Two specific areas in chromosome 7 and chromosome 16 have been associated with photosensitivity, an epilepsy-related trait, by a team of European scientists in the January issue of Human Molecular Genetics. Photosensitivity or photoparoxysmal response (PPR) is associated with the most common epilepsy of genetic origin –Idiopathic Generalised Epilepsy (IGE) - and comprehension of the genetics behind it is important to a better understanding of IGE and epilepsy in general.
Epilepsies are a group of brain disorders characterised by recurrent seizures. The disease results from the fact that the neurons (brain cells) of epileptic patients seem to be incapable of properly conduct the nervous signal. This inability leads to excessive and disordered electric activity in the patients’ brain, which can lead to seizures. Seizures trigger involuntary muscle movements and can have a multitude of effects such as altered sensations, changes in awareness, behaviour, movement and/or body function.

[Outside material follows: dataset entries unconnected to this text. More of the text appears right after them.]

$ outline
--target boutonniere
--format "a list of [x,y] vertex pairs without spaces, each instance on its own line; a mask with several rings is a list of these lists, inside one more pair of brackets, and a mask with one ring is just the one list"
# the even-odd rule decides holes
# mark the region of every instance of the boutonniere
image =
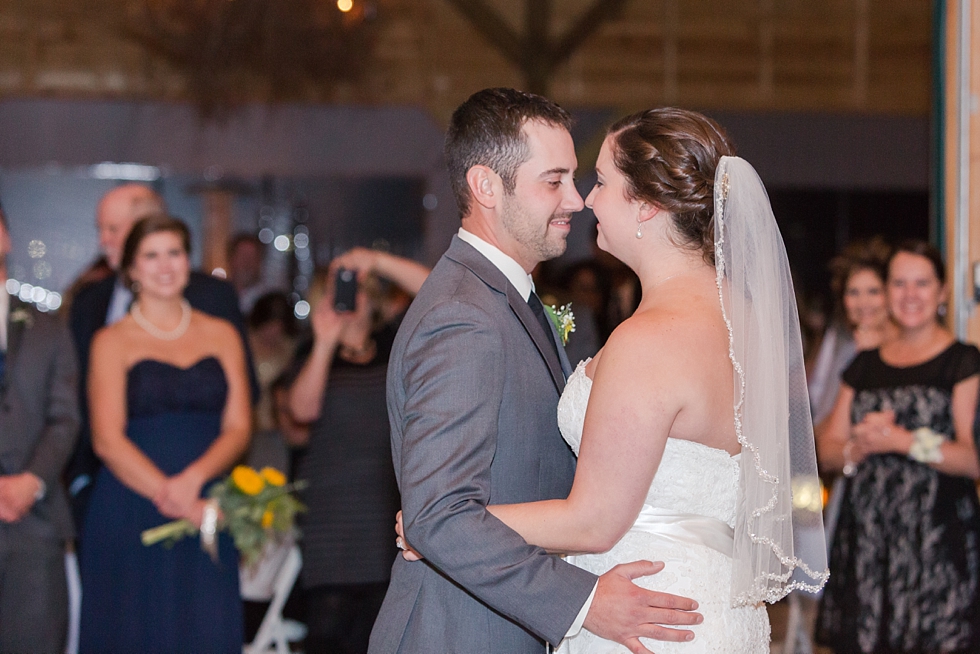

Epilepsy affects about 2% of the world population and can create problems in the simplest of everyday activities such as driving, attending a job, school or even staying home alone what has important economic implications for society. Additionally, due to the unpredictability of the seizures that creates a life of constant fear for patients, there is also a extremely high social toll for both patients and their families.
Although treatments, including surgery, are available, for about a third of patients seizures cannot be controlled and new more effective therapies are necessary. In fact, a problem with epilepsy is its multiple causes and consequently the need for different treatments. Disease causes range from abnormal brain development, drug and alcohol abuse, tumours, head trauma or strokes to, in about half of the total cases, defective genes. In this last case, recent advances in the understanding of the human genome have helped to identify genes that can, when altered, lead to disruption of neurons’ normal function and so predispose to epilepsy but much is still unknown.
One example is IGE that accounts for about 40% of all epilepsy cases, being the most common variant of the disease. IGE has a complex genetic origin with several interacting predisposing genes and although investigations on its genetic causes have been done, so far, all studies have proven inconclusive.
Dalila Pinto, Kasteleijn-Nolst Trenité, Bobby P.C. Koeleman and colleagues at University Medical Centre Utrecht and the Epilepsy Institute of the Netherlands in the Netherlands, the Hôpitaux Universitaires de Strasbourg in France and the Institute of Biomedical Sciences Abel Salazar in Portugal decided to approach the study of IGE’s genetic complexity in a different form. The team of researchers choose to study only one of the traits associated and believed to contribute to the disease –photosensitivity – and from this information start constructing the big genetic picture behind IGE.